Hmmm.... the dangers of commuting with a big ring....

http://forums.mtbr.com/showpost.php?p=3299038&postcount=5


----------



## evil monkey (Jun 9, 2007)

so essentially, the bashguard just takes out the big ring of the crank?? that means you'll only have 2x8/9=16/18 speed to work with?

would that make any major differences?? i don't usually ride full speed (i ono how you call it, but i think u know what i mean) off road anyway.


----------



## EnglishT (Apr 9, 2008)

Pads are a bit overkill for general Xc/Trail use...

That said, some can be so comfortable you forget youre wearing them... The good ol' 661 KS knee pads feel like knee warmers, but they stay put and do a good job, I wouldnt ride without them anymore (but I can be a bit loony).


----------



## savagemann (Jan 14, 2008)

I put a bash guard on my bike and not once have I wanted the big ring since.
I do mostly trail/AM riding and wear knee/shin and elbow/forearm guards and usually a full face helmet.
I feel much safer so I take more risks and go faster and have even more fun.


----------



## Atomick (Apr 22, 2008)

I sported the 661KS pads just today; it was on a fire road, so it was technically a XC ride, but it's 1400' up over 3 miles *and* down over the same distance, so the descent was like a 3-mile DH run (with all off-camber or flat turns, oh joy!). I'd never run this route before, so I padded up and it totally made me feel a lot more comfortable. Love those pads, too.

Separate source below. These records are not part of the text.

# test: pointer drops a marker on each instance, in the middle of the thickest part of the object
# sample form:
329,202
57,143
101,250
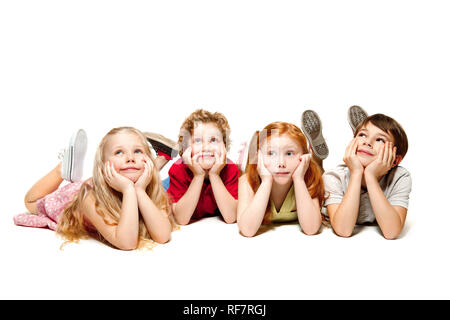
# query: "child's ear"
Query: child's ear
397,161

Cool or not, if I'm going over 20mph on an unknown run, I always feel better having pads on, just in case. This'll change, I'm sure, as I get more experienced.


----------



## EnglishT (Apr 9, 2008)

In honesty, if you got pads that fit and dont hold you back - why would you ever stop using them when a crash could happen...

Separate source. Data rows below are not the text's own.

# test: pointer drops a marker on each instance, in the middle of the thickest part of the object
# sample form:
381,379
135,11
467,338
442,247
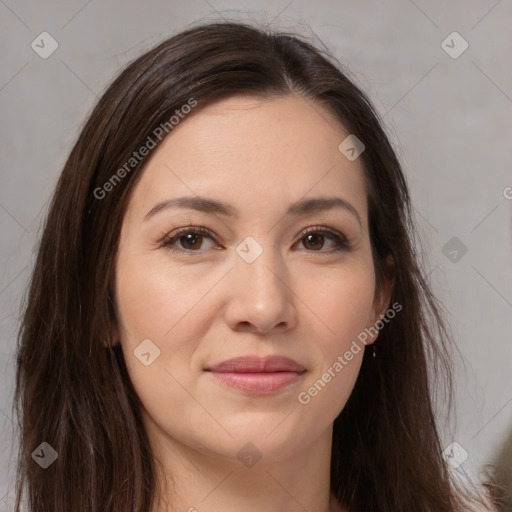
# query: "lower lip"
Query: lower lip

No amount of experience will give you the protection IF you crash that pads will...


And considering they feel like knee warmers and dont hold back pedalling, those ones are pretty much perfect


----------



## cchough (Apr 26, 2006)

EnglishT said:


> The good ol' 661 KS knee pads feel like knee warmers, but they stay put and do a good job


The KS a hard shell right? I'm looking at the 661 Chicken Wing elbow pad and the Vegi Wrap knee pad for my more technical rides. Is a soft shell even worth it? Is there a significant difference in flexibility and venting between the KS and the full soft pads?

Thanks,


----------